Gli Hell Militia confezionano insomma in “Hollow Void” il suono di ciò che accade quando si è persa ogni possibilità, ogni speranza, ogni vista: un disco nerissimo, il loro album più riuscito di sempre -e di stacco da tutti gli altri- nonché quello che qualcuno potrebbe correttamente definire uno dei migliori lavori Moonfog mai usciti per Moonfog tra il 1999 ed il 2005, sebbene sottilmente rivisto tramite ogni attualità del presente musicale storico di vent’anni più tardo e un milieu tutto francese che tradisce una forte appartenenza anche attitudinale e di visione. Sporchissima e chirurgica al contempo: un cumulo di detriti fatti di vetro e metalli ossidati risucchiato all’interno di un aspiratore e lasciato a girare rumoroso come spiriti disorientati, come la creazione scelta di Dio che striscia non dissimile a vermi.
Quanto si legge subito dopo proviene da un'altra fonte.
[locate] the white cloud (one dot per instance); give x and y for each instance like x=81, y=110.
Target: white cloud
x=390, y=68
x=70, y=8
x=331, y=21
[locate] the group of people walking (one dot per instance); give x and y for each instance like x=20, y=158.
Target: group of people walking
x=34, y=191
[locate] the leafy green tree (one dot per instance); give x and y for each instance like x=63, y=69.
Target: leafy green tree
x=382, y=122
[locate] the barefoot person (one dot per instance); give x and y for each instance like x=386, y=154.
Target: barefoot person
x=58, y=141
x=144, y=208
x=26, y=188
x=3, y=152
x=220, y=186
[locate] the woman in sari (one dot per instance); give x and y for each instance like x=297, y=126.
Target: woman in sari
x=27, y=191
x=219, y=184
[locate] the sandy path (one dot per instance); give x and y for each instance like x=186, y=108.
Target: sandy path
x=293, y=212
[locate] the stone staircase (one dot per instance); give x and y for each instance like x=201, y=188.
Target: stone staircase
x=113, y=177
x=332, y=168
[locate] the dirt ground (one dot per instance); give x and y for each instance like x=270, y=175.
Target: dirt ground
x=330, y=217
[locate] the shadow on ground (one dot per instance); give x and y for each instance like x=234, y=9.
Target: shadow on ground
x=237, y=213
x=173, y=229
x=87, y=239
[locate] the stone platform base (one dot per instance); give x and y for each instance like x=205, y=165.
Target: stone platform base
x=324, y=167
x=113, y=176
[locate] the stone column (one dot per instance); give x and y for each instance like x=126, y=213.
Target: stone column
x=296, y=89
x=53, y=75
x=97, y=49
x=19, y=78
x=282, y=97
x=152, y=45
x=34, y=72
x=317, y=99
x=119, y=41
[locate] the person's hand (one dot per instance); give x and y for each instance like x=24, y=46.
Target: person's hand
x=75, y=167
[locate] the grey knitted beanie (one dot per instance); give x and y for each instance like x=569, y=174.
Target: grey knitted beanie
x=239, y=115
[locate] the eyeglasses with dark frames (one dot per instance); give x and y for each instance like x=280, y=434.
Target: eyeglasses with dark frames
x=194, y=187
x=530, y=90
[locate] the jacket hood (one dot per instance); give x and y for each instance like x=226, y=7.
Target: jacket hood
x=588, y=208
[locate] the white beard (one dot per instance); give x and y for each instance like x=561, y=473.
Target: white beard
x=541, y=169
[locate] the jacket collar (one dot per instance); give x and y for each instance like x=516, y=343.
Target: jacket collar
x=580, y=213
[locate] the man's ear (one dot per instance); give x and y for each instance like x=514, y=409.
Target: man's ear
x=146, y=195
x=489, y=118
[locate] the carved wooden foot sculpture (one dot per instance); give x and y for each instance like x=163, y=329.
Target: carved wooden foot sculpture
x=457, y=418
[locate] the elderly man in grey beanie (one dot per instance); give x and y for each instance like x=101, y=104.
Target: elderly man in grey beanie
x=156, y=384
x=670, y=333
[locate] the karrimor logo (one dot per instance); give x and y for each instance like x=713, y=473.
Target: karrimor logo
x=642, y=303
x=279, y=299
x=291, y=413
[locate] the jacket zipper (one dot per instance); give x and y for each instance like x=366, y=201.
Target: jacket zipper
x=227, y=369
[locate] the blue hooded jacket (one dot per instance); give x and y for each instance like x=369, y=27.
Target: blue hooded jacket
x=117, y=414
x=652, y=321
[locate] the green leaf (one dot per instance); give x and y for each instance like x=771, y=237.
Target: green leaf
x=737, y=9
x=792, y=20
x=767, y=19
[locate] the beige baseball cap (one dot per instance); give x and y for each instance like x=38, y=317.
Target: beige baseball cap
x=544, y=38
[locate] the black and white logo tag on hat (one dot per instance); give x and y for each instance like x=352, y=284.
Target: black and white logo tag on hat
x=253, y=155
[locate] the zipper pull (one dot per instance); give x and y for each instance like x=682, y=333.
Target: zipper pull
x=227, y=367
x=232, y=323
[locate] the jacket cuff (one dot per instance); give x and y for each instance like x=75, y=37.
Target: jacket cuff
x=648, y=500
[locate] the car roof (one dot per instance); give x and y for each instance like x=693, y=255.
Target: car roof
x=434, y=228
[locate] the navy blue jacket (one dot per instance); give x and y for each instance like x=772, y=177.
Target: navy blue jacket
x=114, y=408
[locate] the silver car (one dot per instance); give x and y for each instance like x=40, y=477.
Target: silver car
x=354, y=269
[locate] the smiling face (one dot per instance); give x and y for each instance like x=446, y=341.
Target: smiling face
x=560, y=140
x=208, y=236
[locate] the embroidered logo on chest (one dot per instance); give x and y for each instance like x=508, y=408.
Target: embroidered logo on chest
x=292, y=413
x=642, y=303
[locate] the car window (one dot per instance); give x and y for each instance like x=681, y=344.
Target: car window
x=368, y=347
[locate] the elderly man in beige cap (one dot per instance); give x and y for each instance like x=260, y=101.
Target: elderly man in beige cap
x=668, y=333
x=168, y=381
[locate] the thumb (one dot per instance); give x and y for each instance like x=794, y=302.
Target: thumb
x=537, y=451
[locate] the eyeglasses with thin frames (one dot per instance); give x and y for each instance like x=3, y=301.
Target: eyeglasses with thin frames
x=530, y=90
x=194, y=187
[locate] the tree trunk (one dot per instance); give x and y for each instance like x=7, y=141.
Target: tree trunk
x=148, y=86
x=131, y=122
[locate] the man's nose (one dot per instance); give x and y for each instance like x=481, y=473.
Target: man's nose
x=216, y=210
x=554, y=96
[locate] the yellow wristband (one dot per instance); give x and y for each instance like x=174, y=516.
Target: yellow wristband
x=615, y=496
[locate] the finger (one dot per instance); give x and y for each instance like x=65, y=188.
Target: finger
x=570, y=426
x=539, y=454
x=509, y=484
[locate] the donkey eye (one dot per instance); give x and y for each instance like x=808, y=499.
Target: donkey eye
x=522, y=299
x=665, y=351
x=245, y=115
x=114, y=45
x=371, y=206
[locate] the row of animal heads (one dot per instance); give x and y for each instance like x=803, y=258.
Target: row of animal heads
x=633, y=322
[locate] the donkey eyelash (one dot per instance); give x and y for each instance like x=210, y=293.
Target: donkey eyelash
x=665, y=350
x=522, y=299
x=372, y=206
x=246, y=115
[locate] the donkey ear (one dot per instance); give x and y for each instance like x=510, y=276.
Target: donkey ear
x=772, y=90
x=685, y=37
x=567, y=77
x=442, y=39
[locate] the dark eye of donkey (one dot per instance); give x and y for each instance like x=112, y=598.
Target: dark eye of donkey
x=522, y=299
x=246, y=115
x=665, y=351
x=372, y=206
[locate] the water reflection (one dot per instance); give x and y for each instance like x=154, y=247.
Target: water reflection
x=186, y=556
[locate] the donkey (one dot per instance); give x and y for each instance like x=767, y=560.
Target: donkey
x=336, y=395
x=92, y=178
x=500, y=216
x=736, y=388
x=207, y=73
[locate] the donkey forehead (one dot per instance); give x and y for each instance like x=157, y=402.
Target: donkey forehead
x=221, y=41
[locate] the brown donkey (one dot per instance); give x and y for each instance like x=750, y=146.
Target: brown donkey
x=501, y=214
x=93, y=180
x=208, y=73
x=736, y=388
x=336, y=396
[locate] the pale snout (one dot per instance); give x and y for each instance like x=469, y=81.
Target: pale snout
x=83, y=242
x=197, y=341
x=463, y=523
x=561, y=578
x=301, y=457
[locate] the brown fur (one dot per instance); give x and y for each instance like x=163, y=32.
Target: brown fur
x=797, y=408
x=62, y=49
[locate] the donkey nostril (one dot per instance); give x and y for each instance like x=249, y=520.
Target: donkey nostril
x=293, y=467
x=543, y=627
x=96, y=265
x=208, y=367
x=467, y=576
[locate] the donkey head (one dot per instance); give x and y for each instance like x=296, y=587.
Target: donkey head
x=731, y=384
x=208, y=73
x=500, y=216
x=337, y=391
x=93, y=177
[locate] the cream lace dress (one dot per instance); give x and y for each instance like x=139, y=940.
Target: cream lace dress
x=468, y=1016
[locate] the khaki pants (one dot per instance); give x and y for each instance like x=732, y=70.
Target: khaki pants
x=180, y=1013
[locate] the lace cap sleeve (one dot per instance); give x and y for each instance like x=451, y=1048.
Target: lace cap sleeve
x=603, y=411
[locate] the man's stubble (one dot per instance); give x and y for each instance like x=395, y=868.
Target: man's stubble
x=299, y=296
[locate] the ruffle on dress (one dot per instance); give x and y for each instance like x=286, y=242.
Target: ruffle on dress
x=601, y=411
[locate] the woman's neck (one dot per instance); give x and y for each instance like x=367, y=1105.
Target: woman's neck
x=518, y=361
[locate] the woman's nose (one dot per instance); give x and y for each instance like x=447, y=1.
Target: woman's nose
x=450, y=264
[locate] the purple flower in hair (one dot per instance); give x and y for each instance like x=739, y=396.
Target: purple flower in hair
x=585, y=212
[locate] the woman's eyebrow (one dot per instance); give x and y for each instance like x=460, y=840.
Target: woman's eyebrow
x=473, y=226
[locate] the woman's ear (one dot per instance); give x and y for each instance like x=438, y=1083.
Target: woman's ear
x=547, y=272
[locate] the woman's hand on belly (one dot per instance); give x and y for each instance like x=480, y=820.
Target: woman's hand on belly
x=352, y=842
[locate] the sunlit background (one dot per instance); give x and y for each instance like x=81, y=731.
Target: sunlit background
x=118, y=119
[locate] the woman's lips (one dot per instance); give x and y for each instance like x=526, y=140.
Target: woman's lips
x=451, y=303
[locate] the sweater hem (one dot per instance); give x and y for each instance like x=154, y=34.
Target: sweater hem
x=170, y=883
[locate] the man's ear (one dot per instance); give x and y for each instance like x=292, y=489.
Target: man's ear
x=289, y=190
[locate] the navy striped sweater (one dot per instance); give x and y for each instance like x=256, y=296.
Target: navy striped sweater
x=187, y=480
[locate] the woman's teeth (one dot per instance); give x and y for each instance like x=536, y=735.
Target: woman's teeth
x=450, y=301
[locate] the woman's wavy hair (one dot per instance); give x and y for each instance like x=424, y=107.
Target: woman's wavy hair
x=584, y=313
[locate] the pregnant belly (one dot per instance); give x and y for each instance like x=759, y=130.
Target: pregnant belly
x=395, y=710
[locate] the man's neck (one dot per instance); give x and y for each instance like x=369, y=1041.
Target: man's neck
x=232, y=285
E tuttavia, pertanto, qualcosa di molto di più di un rimedio all’ormai cronica assenza di nuovi Disiplin, “Plaguewielder” ed “Hate Them” nel mondo, di un bagno di altisonanti nomi e paragoni validi solo a dare una vaga idea ma che lasciano in fondo il tempo che trovano: è l’odio per il malfunzionamento insito in una droga strana che chiamiamo vita; il forte braccio dell’illegalità sonora, del fuorilegge, di un desperado del rumore bianco virato al corvino in un meccanismo che l’uomo moderno conosce fin troppo bene. È il suono corrispondente all’immagine di una pistola estratta di fronte a una preghiera. Il suono di una impenitente necrosi inarrestabile. Del più vuoto del vuoto. In due parole e qualche selezionato aggettivo: splendido, immenso, irremovibile vuoto cavo.